Cade anche l’ultimo argomento a sostegno della c.d. pregiudiziale di annullamento, ovvero l’impossibilità per il giudice amministrativo di conoscere incidenter tantum dell’illegittimità di un atto amministrativo, posta a presidio del breve termine di decadenza entro cui azionare la tutela costitutiva.
Nella sentenza in commento, il Consiglio di Stato accoglie il ricorso[1] proposto da una società avverso tutti gli atti relativi ad una procedura di affidamento di un appalto di servizi, applicando la nuova disciplina di cui all’art. 34, comma 3, c.p.a., che consente al giudice amministrativo di accertare in via incidentale “l’illegittimità dell’atto se sussiste l’interesse ai fini risarcitori”, qualora nel corso del giudizio si accerti l’inutilità per il ricorrente dell’annullamento del provvedimento impugnato.
La V Sezione, infatti, ritiene fondato l’appello, riscontrando effettivamente che lo svolgimento delle operazioni di gara era stato condotto in palese «violazione del principio di trasparenza» di cui all’art. 97 Cost., poiché i verbali di gara attestano l’assoluta carenza di appropriate misure di custodia dei plichi contenenti le offerte.
L’impossibilità per la ricorrente di conseguire, mediante l’annullamento degli atti impugnati, la rinnovazione della gara in assenza di un’apposita richiesta di declaratoria di inefficacia del contratto[2] (che, tra l’altro, si trova in stato di avanzata esecuzione), non costituisce un ostacolo all’accoglimento del gravame, poiché l’illegittimità degli atti in questione diventa elemento alla stregua del quale valutare la sussistenza e l’ingiustizia del danno subito.
Pertanto, in mancanza della disciplina di cui all’art. 34, comma 3, il ricorso avrebbe dovuto essere respinto, essendo venuto meno l’interesse dell’appellante all’annullamento dei provvedimenti impugnati.
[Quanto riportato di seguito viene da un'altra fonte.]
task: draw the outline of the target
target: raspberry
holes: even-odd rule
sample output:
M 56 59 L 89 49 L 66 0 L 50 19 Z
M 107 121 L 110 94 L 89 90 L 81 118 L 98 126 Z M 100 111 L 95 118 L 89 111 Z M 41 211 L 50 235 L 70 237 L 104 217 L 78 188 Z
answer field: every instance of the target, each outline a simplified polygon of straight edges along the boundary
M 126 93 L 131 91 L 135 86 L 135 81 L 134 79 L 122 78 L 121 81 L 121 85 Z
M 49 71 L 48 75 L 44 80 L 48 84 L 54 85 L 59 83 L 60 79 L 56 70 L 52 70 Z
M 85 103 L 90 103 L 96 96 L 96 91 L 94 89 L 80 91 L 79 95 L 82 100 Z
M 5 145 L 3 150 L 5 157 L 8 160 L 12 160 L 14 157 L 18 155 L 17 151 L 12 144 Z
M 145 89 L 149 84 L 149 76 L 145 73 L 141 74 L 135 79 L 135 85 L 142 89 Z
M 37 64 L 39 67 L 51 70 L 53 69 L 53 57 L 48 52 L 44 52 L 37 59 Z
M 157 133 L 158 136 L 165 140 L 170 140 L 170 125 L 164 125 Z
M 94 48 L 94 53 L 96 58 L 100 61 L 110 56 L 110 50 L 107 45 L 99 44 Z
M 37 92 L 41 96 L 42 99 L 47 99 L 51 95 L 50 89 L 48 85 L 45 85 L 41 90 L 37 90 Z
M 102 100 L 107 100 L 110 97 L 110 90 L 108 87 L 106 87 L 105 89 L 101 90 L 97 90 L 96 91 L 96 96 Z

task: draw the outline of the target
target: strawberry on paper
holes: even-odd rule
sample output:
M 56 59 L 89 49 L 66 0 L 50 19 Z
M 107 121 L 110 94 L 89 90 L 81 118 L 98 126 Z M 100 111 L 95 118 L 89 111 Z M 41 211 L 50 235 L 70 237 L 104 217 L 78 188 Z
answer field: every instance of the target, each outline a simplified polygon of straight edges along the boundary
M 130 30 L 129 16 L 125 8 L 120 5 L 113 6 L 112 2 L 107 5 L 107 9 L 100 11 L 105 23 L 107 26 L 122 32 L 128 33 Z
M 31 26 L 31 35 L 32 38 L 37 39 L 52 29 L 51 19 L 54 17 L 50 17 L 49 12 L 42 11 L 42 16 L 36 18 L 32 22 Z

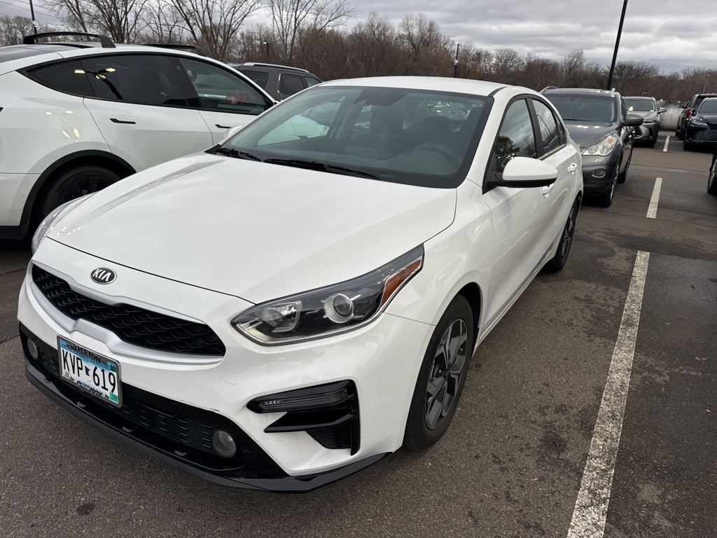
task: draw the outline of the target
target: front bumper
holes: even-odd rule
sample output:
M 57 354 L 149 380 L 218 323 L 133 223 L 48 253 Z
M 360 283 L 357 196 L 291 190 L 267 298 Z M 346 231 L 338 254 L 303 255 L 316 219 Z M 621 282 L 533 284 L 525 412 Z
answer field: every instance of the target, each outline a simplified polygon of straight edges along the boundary
M 583 151 L 584 148 L 581 148 Z M 583 185 L 589 196 L 604 194 L 610 189 L 615 169 L 619 166 L 619 152 L 616 148 L 609 155 L 602 157 L 582 156 Z
M 695 127 L 689 123 L 685 131 L 685 143 L 690 144 L 717 144 L 717 126 L 708 125 L 707 127 Z
M 100 263 L 93 257 L 46 240 L 34 261 L 42 264 L 49 260 L 60 275 L 87 275 L 87 278 L 72 280 L 75 288 L 95 295 L 106 293 L 100 285 L 89 290 L 90 271 Z M 142 290 L 157 308 L 206 323 L 227 351 L 222 357 L 194 364 L 163 362 L 166 354 L 133 354 L 131 347 L 117 344 L 111 334 L 103 336 L 101 328 L 87 323 L 67 325 L 62 312 L 42 303 L 29 270 L 21 290 L 18 318 L 24 344 L 27 338 L 33 339 L 46 357 L 44 364 L 42 357 L 33 360 L 26 349 L 27 376 L 75 415 L 165 463 L 239 488 L 306 491 L 357 471 L 401 446 L 432 326 L 384 313 L 374 323 L 343 335 L 301 344 L 261 346 L 242 336 L 229 323 L 246 308 L 245 301 L 127 268 L 118 270 L 121 278 L 112 285 L 115 297 L 131 296 L 132 288 Z M 52 371 L 53 364 L 57 367 L 52 362 L 57 362 L 57 336 L 121 364 L 123 404 L 130 415 L 77 392 Z M 355 386 L 358 402 L 360 443 L 355 450 L 327 448 L 308 430 L 271 430 L 270 427 L 285 413 L 258 413 L 247 407 L 268 395 L 342 380 Z M 156 410 L 160 418 L 149 420 L 146 409 L 130 404 Z M 194 421 L 190 425 L 196 428 L 189 428 L 186 438 L 168 435 L 184 427 L 173 422 L 175 419 Z M 227 461 L 212 453 L 211 447 L 198 446 L 197 435 L 205 435 L 206 445 L 206 431 L 220 426 L 236 435 L 242 449 L 241 461 Z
Invece, questa norma consente al giudice amministrativo di accertare l’illegittimità dell’atto ai soli fini di un eventuale risarcimento del danno, anche in assenza di un’apposita istanza dell’interessato.
In particolare, nel caso di specie, la sussistenza di «un interesse ai fini risarcitori» viene ravvisata nella necessità per la ricorrente di recuperare le spese di partecipazione alla gara (danno emergente), nonché nella perdita di chance (lucro cessante) che la stessa ha subito.
La disposizione costituisce una deroga al divieto imposto al giudice amministrativo di “conoscere della legittimità di atti che il ricorrente avrebbe dovuto impugnare con l’azione di annullamento”. L’accertamento incidenter tantum dei vizi che inficiano un provvedimento illegittimo, infatti, può essere compiuto sia nel caso in cui, nel corso del giudizio, emerga che la tutela costitutiva non apporterebbe nessun vantaggio utile al ricorrente, sia quando questi proponga un’azione di risarcimento autonoma, assurgendo l’illegittimità dell’atto a parametro di valutazione della sussistenza dell’an e del quantum del danno (art. 30, comma 3).
Il Codice del Processo Amministrativo ha realizzato una rivoluzione copernicana sull’oggetto del giudizio: non sono più le situazioni sostanziali a ruotare intorno alle azioni ammissibili, ma queste a modellarsi sulle prime. Il giudice amministrativo si spoglia della veste di giudice incaricato di sindacare la mera legittimità dell’azione amministrativa, per acquisire il ruolo di giudice della potestà pubblica.
La sentenza in esame rappresenta un segnale inequivocabile del superamento di quella barriere e preclusioni, che da sempre hanno reso il processo amministrativo un campo minato, piuttosto che il luogo naturalmente deputato a garantire una tutela celere ed effettiva al privato leso dall’esercizio scorretto del pubblico potere.
Ciò che conta è la concreta possibilità per il ricorrente di conseguire il bene della vita. In mancanza di questo, non può che residuare un interesse al ristoro per equivalente.
[1] Il ricorso era stato respinto da T.A.R. Campania, Napoli, sez. I, n. 16615/2010, disattendendo le censure dedotte dalla ricorrente in ordine alla carenza di misure idonee a salvaguardare l’integrità dei plichi contenenti le offerte, «ritenendole in parte inammissibili ed in parte infondate».
[2] La ricorrente, infatti, essendosi classificata sesta, non ha né la possibilità di conseguire in via diretta l’aggiudicazione a causa della natura prettamente strumentale dei vizi riscontrati, né di subentrare nel contratto.